Open
Description
I have 8 A100 GPU setup at GCP, and if I run this demo, I got error like this
$$ /export/home/DeepSpeedExamples/applications/DeepSpeed-Chat# python train.py --actor-model facebook/opt-1.3b --reward-model facebook/opt-350m --deployment-type single_node
---=== Running Step 1 ===---
Running:
bash /export/home/DeepSpeedExamples/applications/DeepSpeed-Chat/training/step1_supervised_finetuning/training_scripts/single_node/run_1.3b.sh /export/home/DeepSpeedExamples/applications/DeepSpeed-Chat/output/actor-models/1.3b
---=== Finished Step 1 in 0:00:09 ===---
---=== Running Step 2 ===---
Running:
bash /export/home/DeepSpeedExamples/applications/DeepSpeed-Chat/training/step2_reward_model_finetuning/training_scripts/single_node/run_350m.sh /export/home/DeepSpeedExamples/applications/DeepSpeed-Chat/output/reward-models/350m
---=== Finished Step 2 in 0:00:19 ===---
---=== Running Step 3 ===---
Traceback (most recent call last):
File "train.py", line 210, in <module>
main(args)
File "train.py", line 194, in main
cmd = get_cmd(args, step_num)
File "train.py", line 160, in get_cmd
verify_model(args, 1) # Verify step 1 model exists
File "train.py", line 149, in verify_model
raise RuntimeError(error_str)
RuntimeError: Step 1 model has not been trained.

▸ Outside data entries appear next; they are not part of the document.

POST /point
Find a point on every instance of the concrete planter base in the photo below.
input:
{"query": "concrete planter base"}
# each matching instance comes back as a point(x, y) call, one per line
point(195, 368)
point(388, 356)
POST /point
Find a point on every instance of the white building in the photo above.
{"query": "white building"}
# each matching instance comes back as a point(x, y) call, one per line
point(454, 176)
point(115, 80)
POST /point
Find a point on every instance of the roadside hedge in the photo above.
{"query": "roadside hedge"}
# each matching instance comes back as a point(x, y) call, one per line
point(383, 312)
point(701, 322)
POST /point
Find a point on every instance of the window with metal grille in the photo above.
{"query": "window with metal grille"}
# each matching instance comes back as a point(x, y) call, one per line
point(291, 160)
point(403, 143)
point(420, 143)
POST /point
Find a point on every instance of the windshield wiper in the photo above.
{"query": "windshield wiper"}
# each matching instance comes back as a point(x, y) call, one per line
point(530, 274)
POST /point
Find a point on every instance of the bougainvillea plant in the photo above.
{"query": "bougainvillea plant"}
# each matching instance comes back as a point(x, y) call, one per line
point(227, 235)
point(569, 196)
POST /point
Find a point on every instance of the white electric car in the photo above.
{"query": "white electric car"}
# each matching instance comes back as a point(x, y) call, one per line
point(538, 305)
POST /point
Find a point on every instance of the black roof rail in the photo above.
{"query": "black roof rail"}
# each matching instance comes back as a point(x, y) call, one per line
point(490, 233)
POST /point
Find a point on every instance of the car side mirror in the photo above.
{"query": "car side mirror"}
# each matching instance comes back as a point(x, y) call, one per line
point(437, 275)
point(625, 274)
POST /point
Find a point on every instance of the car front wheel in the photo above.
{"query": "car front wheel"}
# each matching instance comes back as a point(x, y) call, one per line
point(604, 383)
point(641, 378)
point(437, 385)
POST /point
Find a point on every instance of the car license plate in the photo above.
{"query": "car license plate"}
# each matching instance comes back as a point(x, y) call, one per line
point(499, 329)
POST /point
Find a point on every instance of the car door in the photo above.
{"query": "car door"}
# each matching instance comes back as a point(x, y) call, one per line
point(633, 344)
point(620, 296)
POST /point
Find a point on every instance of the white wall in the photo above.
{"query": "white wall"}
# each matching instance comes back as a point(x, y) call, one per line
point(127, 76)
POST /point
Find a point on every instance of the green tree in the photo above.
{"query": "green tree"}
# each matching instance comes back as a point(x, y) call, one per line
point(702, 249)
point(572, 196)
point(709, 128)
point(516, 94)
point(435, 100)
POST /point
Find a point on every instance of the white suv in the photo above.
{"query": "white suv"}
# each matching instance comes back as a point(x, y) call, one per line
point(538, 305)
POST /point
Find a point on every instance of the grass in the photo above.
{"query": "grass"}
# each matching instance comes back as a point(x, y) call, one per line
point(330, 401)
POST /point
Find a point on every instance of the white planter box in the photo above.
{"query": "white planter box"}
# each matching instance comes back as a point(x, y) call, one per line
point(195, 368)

Train it with:
python3 train.py --step 1 --actor-model 1.3b
So I guess it is not even running step 1, then we go to step 1 to run directly, based on the tutorial
now the log shows this
Caught signal 7 (Bus error: nonexistent physical address)
==== backtrace (tid: 7626) ====
0 0x0000000000014420 __funlockfile() ???:0
1 0x000000000018bb41 __nss_database_lookup() ???:0
2 0x000000000006929c ncclGroupEnd() ???:0
3 0x000000000005e36d ncclGroupEnd() ???:0
4 0x0000000000008609 start_thread() ???:0
5 0x000000000011f133 clone() ???:0
=================================
[2023-04-25 22:25:44,284] [INFO] [launch.py:428:sigkill_handler] Killing subprocess 6329
[2023-04-25 22:25:44,900] [INFO] [launch.py:428:sigkill_handler] Killing subprocess 6330
[2023-04-25 22:25:45,556] [INFO] [launch.py:428:sigkill_handler] Killing subprocess 6331
[2023-04-25 22:25:46,171] [INFO] [launch.py:428:sigkill_handler] Killing subprocess 6332
[2023-04-25 22:25:46,171] [INFO] [launch.py:428:sigkill_handler] Killing subprocess 6333
[2023-04-25 22:25:46,786] [INFO] [launch.py:428:sigkill_handler] Killing subprocess 6334
[2023-04-25 22:25:47,361] [INFO] [launch.py:428:sigkill_handler] Killing subprocess 6335
[2023-04-25 22:25:47,935] [INFO] [launch.py:428:sigkill_handler] Killing subprocess 6336
[2023-04-25 22:25:48,470] [ERROR] [launch.py:434:sigkill_handler] ['/opt/conda/bin/python3.8', '-u', 'main.py', '--local_rank=7', '--data_path', 'Dahoas/rm-static', 'Dahoas/full-hh-rlhf', 'Dahoas/synthetic-instruct-gptj-pairwise', 'yitingxie/rlhf-reward-datasets', '--data_split', '2,4,4', '--model_name_or_path', 'facebook/opt-1.3b', '--per_device_train_batch_size', '8', '--per_device_eval_batch_size', '8', '--max_seq_len', '512', '--learning_rate', '9.65e-6', '--weight_decay', '0.', '--num_train_epochs', '16', '--gradient_accumulation_steps', '1', '--lr_scheduler_type', 'cosine', '--num_warmup_steps', '0', '--seed', '1234', '--zero_stage', '2', '--deepspeed', '--output_dir', './output'] exits with return code = -7
"training.log" 58L, 5376C
However, 8 A100 GPUs are there dangling doing nothing.
I am wondering if I have any issue configuring this (I successfully installed everything following the doc) and are those scripts at their working conditions? And if there is any unit or module tests to run against before doing any real experiments? I feel that this codebase is not yet ready for users to jump in if the demo cannot even run, or it cannot, at least give some insightful messages.